Oh good point above. A+ would be an awesome start.


----------



## haertig

I learned on an A+ PS-2 model, and would highly recommend that. If you want to save a little money, you can get the A+ Rough-n-Ready model. It's mostly the same as a PS-2, but with a simpler finish. I love my PS-2! I am so happy that I found it as my first slingshot. My second slingshot was a Dankung "Jungle Hunter II". This is another great slingshot. I like both of these much much better than my metal frame braced Marksman or my similar Trumark FS-1. I am eagerly awaiting my next slingshot that I ordered a short while ago ... a "Traditional Boardcut" from Gib. I'm sure this new one will rank right up there with my existing A+ and Dankung that I love.


----------



## Deimos

any slingshot designed for target shooting.
There's no use in beeing able to kill a buffallo if you can't hit the broad side of a barn.


----------



## ERdept

Trumark,Marksman, Saunders.

http://www.slingshots.com/

http://www.marksman.com/slingshots.php

All the hype aside. These are cheap and shoot great and the bands last beyond forever, maybe even five-ever.


----------



## bunnybuster

For a beginner,
You cant beat the Daisy F-16
Imho


----------



## Tex-Shooter

Not Available now!


----------



## Flatband

I also am a fan of the Daisy F-16. Take those stock tubes off and put a set of Trumark Red RRT tapers and you'll be rocking.
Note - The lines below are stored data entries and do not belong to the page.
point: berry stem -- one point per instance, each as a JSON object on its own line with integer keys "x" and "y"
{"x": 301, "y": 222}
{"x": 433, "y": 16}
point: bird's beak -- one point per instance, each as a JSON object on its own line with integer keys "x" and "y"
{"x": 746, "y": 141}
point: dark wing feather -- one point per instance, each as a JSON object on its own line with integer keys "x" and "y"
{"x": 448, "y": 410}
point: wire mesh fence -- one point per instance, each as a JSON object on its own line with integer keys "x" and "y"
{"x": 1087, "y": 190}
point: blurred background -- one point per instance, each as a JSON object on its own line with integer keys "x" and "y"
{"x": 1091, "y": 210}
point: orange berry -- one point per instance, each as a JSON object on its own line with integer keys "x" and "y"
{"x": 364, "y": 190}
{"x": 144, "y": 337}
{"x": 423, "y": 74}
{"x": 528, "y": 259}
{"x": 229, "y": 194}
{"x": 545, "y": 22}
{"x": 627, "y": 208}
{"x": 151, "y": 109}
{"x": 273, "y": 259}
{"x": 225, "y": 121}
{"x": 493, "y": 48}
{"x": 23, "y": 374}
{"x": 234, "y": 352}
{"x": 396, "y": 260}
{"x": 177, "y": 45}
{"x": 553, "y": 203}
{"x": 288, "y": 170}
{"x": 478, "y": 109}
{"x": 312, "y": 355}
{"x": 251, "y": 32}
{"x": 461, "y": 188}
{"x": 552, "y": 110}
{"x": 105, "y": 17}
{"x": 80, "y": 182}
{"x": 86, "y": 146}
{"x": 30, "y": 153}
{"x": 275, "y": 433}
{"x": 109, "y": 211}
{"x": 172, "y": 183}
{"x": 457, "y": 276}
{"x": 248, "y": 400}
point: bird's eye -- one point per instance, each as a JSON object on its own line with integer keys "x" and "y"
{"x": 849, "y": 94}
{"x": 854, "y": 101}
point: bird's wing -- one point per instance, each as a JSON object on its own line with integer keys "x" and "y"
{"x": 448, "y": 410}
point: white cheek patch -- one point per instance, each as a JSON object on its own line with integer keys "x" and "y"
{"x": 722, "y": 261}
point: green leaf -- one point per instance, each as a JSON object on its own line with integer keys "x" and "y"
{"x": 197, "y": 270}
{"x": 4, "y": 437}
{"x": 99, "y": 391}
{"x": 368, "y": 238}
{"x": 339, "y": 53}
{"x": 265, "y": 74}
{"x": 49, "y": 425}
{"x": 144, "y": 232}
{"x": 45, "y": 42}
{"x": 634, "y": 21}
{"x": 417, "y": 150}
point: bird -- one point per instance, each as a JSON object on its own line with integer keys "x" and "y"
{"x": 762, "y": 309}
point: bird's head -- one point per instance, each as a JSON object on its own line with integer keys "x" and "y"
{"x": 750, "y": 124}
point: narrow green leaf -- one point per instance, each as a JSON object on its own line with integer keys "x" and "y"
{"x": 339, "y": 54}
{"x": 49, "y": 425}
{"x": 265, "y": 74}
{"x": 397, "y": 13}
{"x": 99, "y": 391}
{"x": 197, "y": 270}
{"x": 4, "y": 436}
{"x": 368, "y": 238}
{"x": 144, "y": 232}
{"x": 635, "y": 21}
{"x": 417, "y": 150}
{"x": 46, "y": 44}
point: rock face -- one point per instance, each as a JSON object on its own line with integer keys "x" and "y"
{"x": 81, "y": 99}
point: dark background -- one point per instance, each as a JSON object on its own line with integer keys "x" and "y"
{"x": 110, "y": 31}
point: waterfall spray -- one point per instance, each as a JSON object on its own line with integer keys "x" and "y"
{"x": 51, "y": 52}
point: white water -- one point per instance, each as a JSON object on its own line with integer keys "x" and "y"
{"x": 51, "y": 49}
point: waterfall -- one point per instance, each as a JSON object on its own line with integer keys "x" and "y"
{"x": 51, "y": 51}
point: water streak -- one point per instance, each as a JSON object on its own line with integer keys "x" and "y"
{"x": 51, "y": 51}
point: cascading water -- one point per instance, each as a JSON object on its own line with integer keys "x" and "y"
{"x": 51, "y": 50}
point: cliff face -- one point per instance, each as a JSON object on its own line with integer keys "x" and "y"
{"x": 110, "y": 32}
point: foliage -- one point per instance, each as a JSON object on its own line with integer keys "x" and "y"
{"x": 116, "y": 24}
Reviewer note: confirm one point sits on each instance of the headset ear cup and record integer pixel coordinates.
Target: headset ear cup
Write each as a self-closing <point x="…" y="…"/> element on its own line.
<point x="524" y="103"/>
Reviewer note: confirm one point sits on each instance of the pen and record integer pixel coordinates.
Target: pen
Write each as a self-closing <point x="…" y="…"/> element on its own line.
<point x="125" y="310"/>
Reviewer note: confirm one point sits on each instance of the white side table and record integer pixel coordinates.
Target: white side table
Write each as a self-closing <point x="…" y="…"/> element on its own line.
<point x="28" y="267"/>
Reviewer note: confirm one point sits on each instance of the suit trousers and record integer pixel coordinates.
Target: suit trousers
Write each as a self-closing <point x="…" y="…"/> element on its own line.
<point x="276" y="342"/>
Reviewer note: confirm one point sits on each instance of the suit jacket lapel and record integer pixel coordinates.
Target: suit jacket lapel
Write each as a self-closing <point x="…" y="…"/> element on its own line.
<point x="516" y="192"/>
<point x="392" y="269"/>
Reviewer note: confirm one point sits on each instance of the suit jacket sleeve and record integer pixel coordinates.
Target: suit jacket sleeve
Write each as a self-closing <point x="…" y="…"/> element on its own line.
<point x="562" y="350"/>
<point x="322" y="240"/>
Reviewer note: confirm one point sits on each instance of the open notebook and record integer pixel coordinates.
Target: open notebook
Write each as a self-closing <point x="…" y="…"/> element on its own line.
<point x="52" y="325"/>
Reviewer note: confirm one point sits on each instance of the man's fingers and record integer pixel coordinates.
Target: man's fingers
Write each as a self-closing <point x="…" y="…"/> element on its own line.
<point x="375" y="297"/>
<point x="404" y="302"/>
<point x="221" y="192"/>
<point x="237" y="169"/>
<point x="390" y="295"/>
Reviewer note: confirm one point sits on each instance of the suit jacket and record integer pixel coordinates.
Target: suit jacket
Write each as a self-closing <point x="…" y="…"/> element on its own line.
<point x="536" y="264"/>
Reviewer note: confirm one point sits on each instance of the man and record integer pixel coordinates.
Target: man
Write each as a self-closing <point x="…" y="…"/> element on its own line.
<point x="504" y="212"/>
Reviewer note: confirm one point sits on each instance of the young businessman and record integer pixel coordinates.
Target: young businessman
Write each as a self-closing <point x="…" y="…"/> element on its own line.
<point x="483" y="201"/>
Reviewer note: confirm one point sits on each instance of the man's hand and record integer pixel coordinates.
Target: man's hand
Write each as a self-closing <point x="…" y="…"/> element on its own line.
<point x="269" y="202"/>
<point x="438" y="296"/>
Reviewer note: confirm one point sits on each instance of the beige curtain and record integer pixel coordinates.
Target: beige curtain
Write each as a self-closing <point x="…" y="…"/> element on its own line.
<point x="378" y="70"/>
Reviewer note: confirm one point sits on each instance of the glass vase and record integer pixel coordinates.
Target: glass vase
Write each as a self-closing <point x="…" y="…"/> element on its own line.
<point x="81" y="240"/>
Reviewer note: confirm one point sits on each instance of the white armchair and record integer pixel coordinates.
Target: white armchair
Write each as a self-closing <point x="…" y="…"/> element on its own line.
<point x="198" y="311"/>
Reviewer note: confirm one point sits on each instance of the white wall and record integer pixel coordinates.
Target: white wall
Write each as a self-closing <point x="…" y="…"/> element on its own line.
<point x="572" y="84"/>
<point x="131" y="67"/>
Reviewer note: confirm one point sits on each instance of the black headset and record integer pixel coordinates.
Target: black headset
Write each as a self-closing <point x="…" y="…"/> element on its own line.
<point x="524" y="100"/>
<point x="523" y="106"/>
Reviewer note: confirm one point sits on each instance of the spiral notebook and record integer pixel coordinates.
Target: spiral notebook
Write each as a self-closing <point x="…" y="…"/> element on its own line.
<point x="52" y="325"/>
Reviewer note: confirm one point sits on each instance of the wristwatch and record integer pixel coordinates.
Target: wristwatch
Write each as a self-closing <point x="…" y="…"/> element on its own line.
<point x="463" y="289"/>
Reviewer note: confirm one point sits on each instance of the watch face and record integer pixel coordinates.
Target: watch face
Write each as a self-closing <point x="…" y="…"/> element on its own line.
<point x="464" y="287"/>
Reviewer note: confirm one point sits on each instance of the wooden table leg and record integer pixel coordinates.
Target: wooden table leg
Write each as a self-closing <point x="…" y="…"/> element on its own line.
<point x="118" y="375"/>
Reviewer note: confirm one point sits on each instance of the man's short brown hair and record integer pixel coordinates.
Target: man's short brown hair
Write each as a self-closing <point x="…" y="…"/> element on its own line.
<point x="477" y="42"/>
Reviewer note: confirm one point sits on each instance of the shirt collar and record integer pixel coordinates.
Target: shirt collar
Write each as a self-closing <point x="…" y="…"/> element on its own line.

Another good one is the S-9 from Trumark. Saunders Hawk is another option. Tex Shooter does a nice little modification to that slingshot that makes it much more comfortable. Hope it helps Bud! Flatband


----------



## Dan the Slingshot Man

I love my A+ Ps2 and it cost 35 for the finished version


----------



## NaturalFork

ooooo i forgot Saunders. They are very high quality and the bands last forever.


----------



## Brewman

You will probably want more than one. But for now get one and just shoot the heck out of it. Get consistant with one slingshot, it probably wont matter which one to start as long as it is of decent quality.[ You shouldn't need to spend more than $15. for a beginner slingshot, when you get used to that and develop prefrences you can upgrade if you need to. Note, your first slingshot might be so good that you do not need another, but I like to have more than one as most shooters do. quote name='slingshot awesome' timestamp='1293223440' post='45015']
wat are some good slingshot bbrands for begginers?plz respond
[/quote]


----------



## gunslingster

Any slingshot as long as I am using light bands for target practice.


----------



## gmtx77

I started with the Simpleshot Scout. Still one of my favorite shooters. Thinking about getting the LT after i see more reviews.


----------